A Doença Falciforme é uma das condições genéticas e hereditárias mais comuns no mundo e é mais prevalente na população negra. Só na Bahia, estima-se que 30 mil pessoas possuam a condição, que provoca anemia crônica e episódios frequentes de dor severa, decorrentes da má circulação sanguínea.
A gestão do Centro Estadual é realizada pela Fundação de Hematologia e Hemoterapia do Estado da Bahia (Hemoba), que é referência no atendimento a pacientes com doença falciforme, acompanhando cerca de 5 mil pessoas na capital e no interior, além de ser responsável pela assistência transfusional e farmacêutica, incluindo a dispensação de medicamentos.

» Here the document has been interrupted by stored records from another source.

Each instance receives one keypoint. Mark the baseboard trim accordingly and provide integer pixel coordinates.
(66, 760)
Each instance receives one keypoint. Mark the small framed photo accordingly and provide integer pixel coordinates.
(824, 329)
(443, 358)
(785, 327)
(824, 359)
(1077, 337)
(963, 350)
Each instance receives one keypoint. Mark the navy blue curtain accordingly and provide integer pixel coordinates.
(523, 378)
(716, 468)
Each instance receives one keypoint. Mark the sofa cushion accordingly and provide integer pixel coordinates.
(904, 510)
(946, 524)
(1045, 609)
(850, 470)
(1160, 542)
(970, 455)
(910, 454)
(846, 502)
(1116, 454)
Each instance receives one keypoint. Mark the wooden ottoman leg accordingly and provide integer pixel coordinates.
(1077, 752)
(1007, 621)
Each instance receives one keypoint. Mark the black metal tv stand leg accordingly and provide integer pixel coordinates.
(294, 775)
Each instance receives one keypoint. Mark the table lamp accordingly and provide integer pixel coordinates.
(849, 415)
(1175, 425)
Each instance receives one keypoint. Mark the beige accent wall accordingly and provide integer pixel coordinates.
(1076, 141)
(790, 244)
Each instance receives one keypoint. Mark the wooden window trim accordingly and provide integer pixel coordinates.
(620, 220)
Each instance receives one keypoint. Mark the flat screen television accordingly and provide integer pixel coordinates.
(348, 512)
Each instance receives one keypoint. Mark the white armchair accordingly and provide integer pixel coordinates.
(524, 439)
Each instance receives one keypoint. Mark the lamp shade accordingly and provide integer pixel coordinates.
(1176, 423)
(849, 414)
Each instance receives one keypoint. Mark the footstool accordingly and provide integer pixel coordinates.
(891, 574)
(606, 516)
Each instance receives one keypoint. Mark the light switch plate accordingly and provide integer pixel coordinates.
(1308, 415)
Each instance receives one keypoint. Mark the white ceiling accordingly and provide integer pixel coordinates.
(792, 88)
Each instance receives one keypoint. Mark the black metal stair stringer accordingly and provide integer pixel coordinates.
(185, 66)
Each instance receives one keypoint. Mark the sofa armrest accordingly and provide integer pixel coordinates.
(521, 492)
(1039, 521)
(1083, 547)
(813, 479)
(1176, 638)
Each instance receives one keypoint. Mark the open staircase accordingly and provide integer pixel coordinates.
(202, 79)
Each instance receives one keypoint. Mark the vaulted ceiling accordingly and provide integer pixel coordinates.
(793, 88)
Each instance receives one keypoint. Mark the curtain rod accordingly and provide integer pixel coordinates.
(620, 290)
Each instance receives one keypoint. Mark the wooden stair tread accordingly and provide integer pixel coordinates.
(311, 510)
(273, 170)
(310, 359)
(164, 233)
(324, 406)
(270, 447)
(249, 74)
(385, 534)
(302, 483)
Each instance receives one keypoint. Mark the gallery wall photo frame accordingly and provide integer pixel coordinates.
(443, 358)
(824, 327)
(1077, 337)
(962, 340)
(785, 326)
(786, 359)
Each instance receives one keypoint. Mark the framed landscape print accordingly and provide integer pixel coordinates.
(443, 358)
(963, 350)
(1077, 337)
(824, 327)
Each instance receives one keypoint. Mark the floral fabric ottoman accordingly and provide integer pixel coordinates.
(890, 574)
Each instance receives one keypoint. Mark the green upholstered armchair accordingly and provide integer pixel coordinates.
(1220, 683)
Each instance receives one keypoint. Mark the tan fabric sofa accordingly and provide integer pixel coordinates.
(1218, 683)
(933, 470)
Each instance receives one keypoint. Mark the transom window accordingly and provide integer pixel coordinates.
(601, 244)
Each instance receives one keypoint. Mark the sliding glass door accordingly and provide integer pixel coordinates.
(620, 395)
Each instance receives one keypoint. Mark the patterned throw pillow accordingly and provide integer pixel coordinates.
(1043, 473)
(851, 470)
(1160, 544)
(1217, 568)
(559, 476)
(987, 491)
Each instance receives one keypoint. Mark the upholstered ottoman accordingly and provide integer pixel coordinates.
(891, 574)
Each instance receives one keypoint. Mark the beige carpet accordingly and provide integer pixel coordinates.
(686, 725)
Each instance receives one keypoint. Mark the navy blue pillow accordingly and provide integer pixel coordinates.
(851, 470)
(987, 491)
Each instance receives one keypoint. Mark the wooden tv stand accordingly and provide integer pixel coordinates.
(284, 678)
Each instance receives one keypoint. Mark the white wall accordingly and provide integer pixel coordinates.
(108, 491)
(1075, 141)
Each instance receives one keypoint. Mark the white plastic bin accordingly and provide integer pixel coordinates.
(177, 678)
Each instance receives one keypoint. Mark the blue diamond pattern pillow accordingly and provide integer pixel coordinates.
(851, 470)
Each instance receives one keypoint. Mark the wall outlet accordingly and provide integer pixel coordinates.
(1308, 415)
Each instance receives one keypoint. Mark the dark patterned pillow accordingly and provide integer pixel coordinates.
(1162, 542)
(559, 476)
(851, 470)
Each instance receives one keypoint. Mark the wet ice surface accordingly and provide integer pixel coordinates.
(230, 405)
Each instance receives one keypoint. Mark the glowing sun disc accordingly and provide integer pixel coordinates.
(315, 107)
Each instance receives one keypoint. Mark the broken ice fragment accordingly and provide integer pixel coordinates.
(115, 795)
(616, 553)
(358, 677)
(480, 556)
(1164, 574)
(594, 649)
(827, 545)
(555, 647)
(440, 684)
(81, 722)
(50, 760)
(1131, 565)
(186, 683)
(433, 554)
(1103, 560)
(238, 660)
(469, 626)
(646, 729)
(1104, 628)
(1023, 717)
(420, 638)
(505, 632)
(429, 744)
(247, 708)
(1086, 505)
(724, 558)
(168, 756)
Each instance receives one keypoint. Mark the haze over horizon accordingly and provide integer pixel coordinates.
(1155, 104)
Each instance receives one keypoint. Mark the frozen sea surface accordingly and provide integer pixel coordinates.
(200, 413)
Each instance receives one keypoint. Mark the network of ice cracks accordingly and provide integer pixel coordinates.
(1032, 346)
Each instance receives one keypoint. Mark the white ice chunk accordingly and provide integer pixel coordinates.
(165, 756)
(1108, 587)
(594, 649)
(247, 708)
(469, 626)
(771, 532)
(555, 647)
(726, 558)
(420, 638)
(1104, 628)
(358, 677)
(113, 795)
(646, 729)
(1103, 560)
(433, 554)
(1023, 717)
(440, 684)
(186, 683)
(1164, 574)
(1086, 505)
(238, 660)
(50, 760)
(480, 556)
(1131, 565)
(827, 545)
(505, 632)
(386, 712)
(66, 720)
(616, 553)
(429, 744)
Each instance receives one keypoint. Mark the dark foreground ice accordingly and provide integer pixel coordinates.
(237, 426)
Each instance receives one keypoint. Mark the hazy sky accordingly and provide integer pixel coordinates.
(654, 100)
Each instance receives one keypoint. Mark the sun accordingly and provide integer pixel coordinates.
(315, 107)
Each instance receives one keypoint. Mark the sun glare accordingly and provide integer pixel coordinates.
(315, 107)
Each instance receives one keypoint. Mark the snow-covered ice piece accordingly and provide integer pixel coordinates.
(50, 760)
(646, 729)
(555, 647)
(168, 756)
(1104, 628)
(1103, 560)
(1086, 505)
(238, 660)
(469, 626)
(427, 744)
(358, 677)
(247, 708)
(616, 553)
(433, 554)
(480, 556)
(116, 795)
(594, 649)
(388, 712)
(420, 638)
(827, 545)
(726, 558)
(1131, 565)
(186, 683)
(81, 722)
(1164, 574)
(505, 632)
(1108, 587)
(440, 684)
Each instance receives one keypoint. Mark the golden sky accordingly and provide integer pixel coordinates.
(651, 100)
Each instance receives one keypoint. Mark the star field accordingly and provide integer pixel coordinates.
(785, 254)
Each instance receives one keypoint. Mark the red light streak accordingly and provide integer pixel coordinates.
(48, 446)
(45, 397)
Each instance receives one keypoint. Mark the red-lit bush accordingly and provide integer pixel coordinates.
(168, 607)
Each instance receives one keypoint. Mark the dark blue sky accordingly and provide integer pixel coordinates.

Outra pauta do CNS foi o diagnóstico precoce e o tratamento do câncer de mama. Novamente a Bahia é referência nacional, tendo realizado na última década mais de 3,3 milhões de exames de mamografia. “Ao longo do ano, somente as unidades estaduais fizeram 177 mil mamografias, sendo ofertados apenas em outubro mais de 24 mil exames”, pontua Roberta Santana.
De acordo com o presidente do CNS, o conselho pretende descentralizar as discussões das reuniões ordinárias para além do Distrito Federal e chegar a outros estados brasileiros, tendo iniciado pela Bahia.